Die Wege des Tiergartens sind rasterförmig angelegt. Nur die Straße Tiergarten ist asphaltiert (im weiteren Verlauf mit einer Schotterdecke), ansonsten dominieren typische Waldwege. An insgesamt drei Stellen befinden sich Brücken über die Angel.
Geschichte
Der heutige Staatsforst wurde wahrscheinlich erstmals im 12. Jahrhundert in einer bewaldeten Mark angelegt, damit ist er einer der ältesten Forste im Münsterland. Die heutige charakteristische Form des Tiergartens und auch seinen Namen erhielt der Wald allerdings erst im 18. Jahrhundert. Zwar wurde der Tiergarten bereits in den Jahren davor von den Fürstbischöfen von Münster als Jagdrevier genutzt, allerdings war es der Fürstbischof Clemens August I. von Bayern, der um 1740 dem Tiergarten seine heutige Form gab und die breiten, rasterförmigen Wege anlegen sowie die Erdwälle an den Waldrändern aufschütten ließ. Aus dieser Zeit stammt bis heute der Grenzstein gegenüber dem alten Forsthaus, das jedoch schon 1712 errichtet wurde.

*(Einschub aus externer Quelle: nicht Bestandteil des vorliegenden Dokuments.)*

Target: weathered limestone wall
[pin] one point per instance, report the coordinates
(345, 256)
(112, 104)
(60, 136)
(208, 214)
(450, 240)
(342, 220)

Um das Jahr 1770 wurde der Tiergarten alleiniges Jagdrevier der Fürstbischöfe von Münster, da man in diesem Jahr den Forst von Sassenberg aufgab. Die Fürstbischöfe nutzten allerdings den Wald nicht nur zur Jagd, sondern auch zur Erholung.
Mit der Säkularisation 1803 geriet der Tiergarten in preußische Hand. Die Preußen unter General Gebhard Leberecht von Blücher schossen das letzte Wild des Tiergartens und nutzten den Wald seitdem zur Holzwirtschaft. Trotz kurzfristiger französischer Besatzung änderte sich daran nichts.
Um 1890 wurde der Tiergarten zunehmend zur Erholung von münsterschen Bürgern genutzt. Im Forsthaus wurde ein kleines Lokal eröffnet, das recht schnell große Beliebtheit erlangte. 1914 wurde es jedoch geschlossen, dafür wurde in den 1920er Jahren eine Kaffeewirtschaft auf dem Hof Markfort eröffnet, die bis 1943 betrieben wurde. Die alten Hinweisschilder am Hof sind noch heute vorhanden.
In den 1930er Jahren wurde angeregt, auf den Wiesen an der Angel zwischen Tiergarten und Kellingholz eine kleine Badeanstalt einzurichten, die Pläne wurden allerdings verworfen[1].
Der Tiergarten wurde in der Nachkriegszeit als Staatsforst Münster genutzt. 1980 wurde die Angel in Höhe des Tiergartens letztmals begradigt, zum Ausgleich wurde ein Altarm als „Biotop“ hergerichtet, der im Winter als Schlittschuhbahn genutzt wird. Der Tiergarten besaß zwar bereits 1911 ein kleines Naturschutzgebiet, doch erst 2005 wurde der gesamte Tiergarten zum Naturschutzgebiet erklärt. Gleichzeitig erfolgte die Meldung als Schutzgebiet nach der Richtlinie 92/43/EWG (Fauna-Flora-Habitat-Richtlinie) der Europäischen Union. Naturschutz- und FFH-Gebiet sind etwa 287 ha groß.
Flora und Fauna
Mit seinem naturnahen Laubbaumbestand (Hainsimsen-Buchenwald bzw. Stieleichen-Buchenwald) stellt der Wolbecker Tiergarten ein Naturschutzgebiet von überregionaler Bedeutung dar. Hauptsächlich dominieren v. a. durch forstliche Eingriffe Buchen, die überwiegend auf Pseudogley stocken. Auf diesen Standorten sind die Buchen allerdings durch Stürme besonders gefährdet. Der oft hohe Grundwasserspiegel wird durch ein Netz von Entwässerungsgräben reguliert.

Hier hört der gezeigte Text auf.